Ran into Tovarishch Polkovnik yesterday) pic.twitter.com/jNR1EIwNus
— Oksana Boyko (@OksanaBoyko_RT) June 13, 2017
The Russian Guard declined to answer whether Kusyuk is indeed one of their employees now.
In Ukraine, Kusyuk served as a colonel in the now-dispanded Berkut special police force and directed the violent dispersal of a peaceful protest on the night of 29-30 November 2013. The brutality of the Berkut police who beat up students in central Kyiv caused indignation throughout Ukraine, and a day after, up to a million protesters gathered in Kyiv’s center.
In Ukraine, he is wanted for directing the dispersal of the student protest on 29-30 November 2013 together with his two deputies and four Berkut commanders. Apart from that, he is suspected directing violent protest dispersals in previous years and of handing out rifles with live ammunition to his subordinates during the Euromaidan protests, and later giving orders to destroy these rifles, as well as to destroy all the documentation related to the weapons at the base of the Berkut in Kyiv, the head of department of special investigations, Serhiy Horbatiuk, told Hromadske.

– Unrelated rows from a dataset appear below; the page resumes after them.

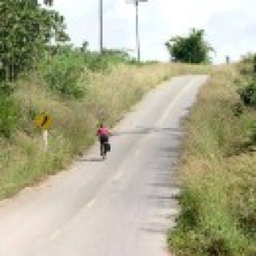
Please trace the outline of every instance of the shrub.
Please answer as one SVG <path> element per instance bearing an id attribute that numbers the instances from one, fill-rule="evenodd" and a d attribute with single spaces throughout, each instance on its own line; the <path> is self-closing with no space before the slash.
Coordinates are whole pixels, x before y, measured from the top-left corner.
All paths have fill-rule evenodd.
<path id="1" fill-rule="evenodd" d="M 10 138 L 19 121 L 18 108 L 11 96 L 0 90 L 0 134 Z"/>
<path id="2" fill-rule="evenodd" d="M 246 106 L 256 106 L 256 82 L 238 90 L 238 93 Z"/>
<path id="3" fill-rule="evenodd" d="M 78 83 L 84 69 L 81 57 L 75 51 L 60 53 L 42 64 L 44 79 L 62 98 L 81 98 L 84 96 L 84 87 Z"/>

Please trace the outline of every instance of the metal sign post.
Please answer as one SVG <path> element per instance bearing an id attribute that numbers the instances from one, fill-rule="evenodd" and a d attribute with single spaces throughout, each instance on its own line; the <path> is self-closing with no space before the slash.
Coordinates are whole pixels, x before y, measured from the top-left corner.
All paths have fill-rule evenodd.
<path id="1" fill-rule="evenodd" d="M 51 117 L 46 113 L 39 114 L 35 119 L 36 126 L 42 131 L 42 142 L 45 152 L 48 151 L 48 129 L 51 126 Z"/>

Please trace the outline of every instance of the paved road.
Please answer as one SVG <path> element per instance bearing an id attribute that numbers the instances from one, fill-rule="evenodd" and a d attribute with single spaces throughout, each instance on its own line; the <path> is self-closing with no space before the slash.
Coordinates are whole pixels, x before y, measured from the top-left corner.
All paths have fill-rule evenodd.
<path id="1" fill-rule="evenodd" d="M 206 79 L 150 91 L 114 129 L 104 162 L 94 145 L 70 171 L 0 203 L 0 255 L 168 255 L 180 122 Z"/>

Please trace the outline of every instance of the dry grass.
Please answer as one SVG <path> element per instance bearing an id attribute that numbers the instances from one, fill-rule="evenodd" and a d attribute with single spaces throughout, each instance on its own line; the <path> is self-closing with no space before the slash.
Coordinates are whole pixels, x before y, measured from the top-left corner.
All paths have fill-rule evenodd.
<path id="1" fill-rule="evenodd" d="M 147 90 L 172 76 L 206 74 L 210 69 L 155 64 L 115 66 L 109 74 L 85 70 L 79 83 L 86 95 L 79 101 L 62 100 L 36 74 L 20 80 L 14 93 L 22 113 L 20 129 L 10 141 L 0 142 L 0 198 L 66 168 L 94 142 L 100 122 L 114 126 Z M 53 118 L 48 154 L 34 124 L 42 111 Z"/>
<path id="2" fill-rule="evenodd" d="M 256 255 L 256 155 L 243 147 L 251 114 L 234 115 L 234 66 L 216 67 L 185 122 L 182 213 L 169 237 L 177 255 Z"/>

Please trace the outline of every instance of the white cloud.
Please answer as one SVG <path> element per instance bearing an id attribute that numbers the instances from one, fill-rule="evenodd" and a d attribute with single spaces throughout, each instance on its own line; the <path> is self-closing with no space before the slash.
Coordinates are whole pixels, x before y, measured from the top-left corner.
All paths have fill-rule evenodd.
<path id="1" fill-rule="evenodd" d="M 103 0 L 104 44 L 106 47 L 135 47 L 134 6 L 126 0 Z M 98 47 L 98 1 L 55 0 L 54 8 L 66 18 L 75 44 L 88 40 Z M 217 51 L 216 62 L 225 55 L 237 59 L 256 51 L 255 0 L 148 0 L 139 4 L 142 57 L 168 60 L 164 42 L 190 28 L 205 29 L 207 40 Z"/>

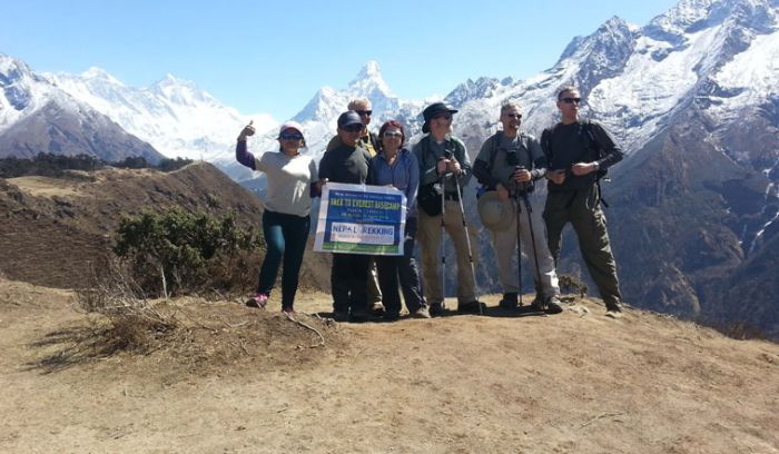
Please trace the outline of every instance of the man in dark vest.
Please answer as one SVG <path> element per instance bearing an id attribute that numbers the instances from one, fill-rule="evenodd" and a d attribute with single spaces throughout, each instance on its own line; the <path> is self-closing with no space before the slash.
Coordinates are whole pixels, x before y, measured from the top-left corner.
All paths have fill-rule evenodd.
<path id="1" fill-rule="evenodd" d="M 514 206 L 520 208 L 511 216 L 511 223 L 491 229 L 497 277 L 503 287 L 500 306 L 515 308 L 517 305 L 517 294 L 522 289 L 513 257 L 521 250 L 517 248 L 517 240 L 521 240 L 535 280 L 533 307 L 559 314 L 563 308 L 554 260 L 544 238 L 543 194 L 535 188 L 535 184 L 545 181 L 546 157 L 535 137 L 520 132 L 522 114 L 517 103 L 506 102 L 501 107 L 501 124 L 503 130 L 484 141 L 473 164 L 473 175 L 487 191 L 496 191 L 502 201 L 513 199 Z M 521 255 L 517 257 L 522 259 Z"/>
<path id="2" fill-rule="evenodd" d="M 623 154 L 603 126 L 579 118 L 581 100 L 576 88 L 562 88 L 558 92 L 562 119 L 541 136 L 549 159 L 549 195 L 544 208 L 549 249 L 556 265 L 563 227 L 571 223 L 590 277 L 605 303 L 605 315 L 617 318 L 622 313 L 622 295 L 605 215 L 600 206 L 599 179 Z"/>
<path id="3" fill-rule="evenodd" d="M 471 179 L 471 161 L 465 145 L 451 135 L 452 115 L 455 112 L 456 110 L 450 109 L 443 102 L 427 106 L 422 112 L 425 120 L 422 131 L 427 135 L 412 149 L 420 164 L 420 187 L 443 184 L 443 215 L 441 211 L 428 214 L 424 207 L 420 207 L 418 211 L 417 239 L 422 249 L 424 292 L 430 314 L 433 316 L 443 313 L 445 297 L 438 263 L 438 250 L 443 241 L 442 217 L 444 229 L 452 238 L 457 256 L 457 310 L 471 314 L 477 314 L 481 310 L 471 267 L 472 264 L 475 265 L 476 251 L 473 248 L 471 257 L 469 256 L 469 231 L 463 223 L 460 206 L 463 186 Z M 471 239 L 470 244 L 475 245 L 475 238 Z"/>
<path id="4" fill-rule="evenodd" d="M 368 98 L 355 98 L 349 101 L 347 110 L 352 110 L 359 115 L 359 119 L 365 126 L 357 139 L 357 146 L 364 148 L 371 157 L 378 152 L 378 137 L 368 129 L 371 116 L 373 116 L 373 107 Z M 339 135 L 335 135 L 327 144 L 325 151 L 333 150 L 343 145 Z M 384 305 L 382 304 L 382 290 L 378 288 L 378 275 L 376 274 L 376 261 L 371 257 L 368 264 L 369 273 L 367 280 L 368 308 L 374 315 L 384 314 Z"/>

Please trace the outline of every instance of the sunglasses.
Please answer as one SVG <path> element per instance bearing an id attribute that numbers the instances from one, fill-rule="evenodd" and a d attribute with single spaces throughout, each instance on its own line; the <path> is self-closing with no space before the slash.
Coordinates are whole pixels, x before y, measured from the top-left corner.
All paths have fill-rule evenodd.
<path id="1" fill-rule="evenodd" d="M 283 134 L 280 136 L 282 140 L 303 140 L 302 134 Z"/>

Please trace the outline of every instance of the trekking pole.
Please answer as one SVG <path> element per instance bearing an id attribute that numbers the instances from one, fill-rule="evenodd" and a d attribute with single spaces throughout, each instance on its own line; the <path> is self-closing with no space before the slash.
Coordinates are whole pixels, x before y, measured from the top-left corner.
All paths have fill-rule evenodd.
<path id="1" fill-rule="evenodd" d="M 525 184 L 522 182 L 516 182 L 516 189 L 517 189 L 517 197 L 522 198 L 525 203 L 525 211 L 527 211 L 527 228 L 530 228 L 530 243 L 532 243 L 533 246 L 533 260 L 535 263 L 535 288 L 538 289 L 539 286 L 541 285 L 541 270 L 539 269 L 539 251 L 535 248 L 535 233 L 533 231 L 533 219 L 531 215 L 533 214 L 533 207 L 530 205 L 530 199 L 527 196 L 527 188 Z M 519 199 L 516 200 L 519 205 Z M 519 223 L 520 217 L 517 214 L 516 220 Z M 519 226 L 517 226 L 519 227 Z M 542 305 L 545 305 L 546 303 L 543 302 Z"/>
<path id="2" fill-rule="evenodd" d="M 444 247 L 444 233 L 446 233 L 446 198 L 444 190 L 444 179 L 446 174 L 441 176 L 441 308 L 446 308 L 446 248 Z"/>
<path id="3" fill-rule="evenodd" d="M 519 283 L 520 307 L 522 307 L 522 204 L 520 203 L 520 185 L 516 184 L 516 193 L 514 194 L 514 203 L 516 203 L 516 282 Z"/>
<path id="4" fill-rule="evenodd" d="M 463 193 L 460 190 L 460 179 L 456 176 L 454 178 L 454 185 L 457 188 L 457 201 L 460 201 L 460 215 L 463 218 L 463 229 L 465 229 L 465 245 L 467 246 L 467 259 L 471 263 L 471 276 L 473 277 L 473 290 L 476 292 L 476 268 L 473 265 L 473 249 L 471 249 L 471 236 L 467 231 L 467 223 L 465 221 L 465 208 L 463 207 Z M 479 292 L 476 292 L 476 304 L 479 305 L 479 315 L 484 315 L 482 309 L 482 303 L 479 300 Z"/>

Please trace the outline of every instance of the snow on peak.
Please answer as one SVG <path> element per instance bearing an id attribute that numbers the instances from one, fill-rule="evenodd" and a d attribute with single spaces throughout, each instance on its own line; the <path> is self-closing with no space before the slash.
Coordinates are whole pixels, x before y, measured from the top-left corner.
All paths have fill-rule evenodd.
<path id="1" fill-rule="evenodd" d="M 377 91 L 385 97 L 392 97 L 389 86 L 384 81 L 382 69 L 375 60 L 365 63 L 363 69 L 357 73 L 357 77 L 349 82 L 349 89 L 352 91 L 365 93 Z"/>
<path id="2" fill-rule="evenodd" d="M 121 86 L 122 83 L 116 79 L 114 76 L 109 75 L 105 69 L 98 67 L 91 67 L 88 70 L 81 72 L 82 79 L 95 80 L 108 82 L 111 85 Z"/>

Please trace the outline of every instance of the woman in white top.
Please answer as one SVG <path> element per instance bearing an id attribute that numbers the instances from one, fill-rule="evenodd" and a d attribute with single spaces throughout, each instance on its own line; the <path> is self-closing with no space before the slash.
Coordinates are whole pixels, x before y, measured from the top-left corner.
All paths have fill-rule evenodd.
<path id="1" fill-rule="evenodd" d="M 258 157 L 249 152 L 246 146 L 246 137 L 254 132 L 252 124 L 240 131 L 235 152 L 238 162 L 267 176 L 267 201 L 263 214 L 267 253 L 259 268 L 257 292 L 246 305 L 265 307 L 284 261 L 282 310 L 294 314 L 295 292 L 310 228 L 312 195 L 319 194 L 322 184 L 316 180 L 314 159 L 300 154 L 306 141 L 299 124 L 288 121 L 282 125 L 278 130 L 279 150 Z"/>

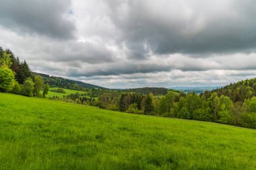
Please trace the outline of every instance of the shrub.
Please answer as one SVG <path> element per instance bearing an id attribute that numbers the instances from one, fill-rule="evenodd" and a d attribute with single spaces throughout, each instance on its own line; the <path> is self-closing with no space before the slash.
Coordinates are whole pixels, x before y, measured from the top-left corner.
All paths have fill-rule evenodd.
<path id="1" fill-rule="evenodd" d="M 0 91 L 11 91 L 14 82 L 14 73 L 7 67 L 0 67 Z"/>

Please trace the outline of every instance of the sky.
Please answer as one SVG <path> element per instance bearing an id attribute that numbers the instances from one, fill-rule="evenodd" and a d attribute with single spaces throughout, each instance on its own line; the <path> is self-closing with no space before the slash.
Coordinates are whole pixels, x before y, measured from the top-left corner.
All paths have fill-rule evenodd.
<path id="1" fill-rule="evenodd" d="M 253 0 L 0 2 L 0 46 L 35 72 L 122 89 L 256 75 Z"/>

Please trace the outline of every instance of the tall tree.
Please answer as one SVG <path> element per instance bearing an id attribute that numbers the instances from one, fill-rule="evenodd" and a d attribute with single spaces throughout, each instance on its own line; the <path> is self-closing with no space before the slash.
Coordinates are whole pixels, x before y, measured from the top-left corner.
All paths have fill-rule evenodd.
<path id="1" fill-rule="evenodd" d="M 144 114 L 151 114 L 153 111 L 154 105 L 152 103 L 152 97 L 150 94 L 149 94 L 146 98 Z"/>
<path id="2" fill-rule="evenodd" d="M 36 75 L 34 79 L 34 96 L 39 97 L 40 91 L 44 89 L 44 78 L 40 75 Z"/>
<path id="3" fill-rule="evenodd" d="M 10 91 L 13 86 L 13 72 L 7 67 L 0 67 L 0 91 Z"/>

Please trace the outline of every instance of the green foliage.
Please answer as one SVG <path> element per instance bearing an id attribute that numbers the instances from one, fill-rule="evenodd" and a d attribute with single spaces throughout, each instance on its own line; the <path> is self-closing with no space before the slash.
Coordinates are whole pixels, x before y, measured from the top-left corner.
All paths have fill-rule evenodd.
<path id="1" fill-rule="evenodd" d="M 34 85 L 34 83 L 33 80 L 30 77 L 27 78 L 22 86 L 22 94 L 26 96 L 32 97 Z"/>
<path id="2" fill-rule="evenodd" d="M 256 168 L 254 130 L 12 94 L 0 99 L 1 169 Z"/>
<path id="3" fill-rule="evenodd" d="M 240 121 L 242 126 L 256 129 L 256 113 L 243 113 Z"/>
<path id="4" fill-rule="evenodd" d="M 189 110 L 186 107 L 182 108 L 179 115 L 179 118 L 181 119 L 191 119 L 191 115 L 189 112 Z"/>
<path id="5" fill-rule="evenodd" d="M 49 91 L 50 85 L 49 84 L 46 84 L 44 87 L 44 89 L 42 91 L 42 97 L 44 98 L 46 95 L 48 94 L 48 91 Z"/>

As well, Kusyuk is suspected of organizing the Euromaidan massacre of 20 February 2014, during which 47 protesters were shot.
In May 2014, the Deputy Chief of Kyiv division of Ministry of Internal Affairs informed that Kusyuk ordered to destroy all the documentation related to the Berkut division’s activities during Euromaidan, including the personal cards of the Berkut officers and the documentation by which they received weapons, and stated that on 21 February 2014 Kusyuk handed out 146 Kalashnikov rifles, 1 sniper rifle, and 1 Fort pump gun to the Berkut officers.
According to Ukraine’s Prosecutor’s General Office (GPU), Kusyuk and a part of his subordinates were driven out of Kyiv in the direction of Mykolayiv, and his further whereabouts were unknown. The GPU’s request that Russia extradites Kusyuk went unanswered. In February 2017, the GPU informed that 13 Berkut officers received Russian citizenship. Earlier, the Russian human rights activist Svetlana Gannushkina told Hromadske that 300 Ukrainians applied for asylum in Russia, most of whom were either Berkut officers or prosecutors.
Ukrainian social media users identified another ex-Berkut officer who now disperses protests in Moscow. His name is Vasily and he is from Luhansk, a city in eastern Ukraine now under the control of the Russian-backed “Luhansk People’s Republic.”
Ukrainian social media users were quick to poke fun at the news, “updating” Moscow’s coat-of-arms featuring St.George the Dragon Slayer to a Berkut officer beating a lying protester.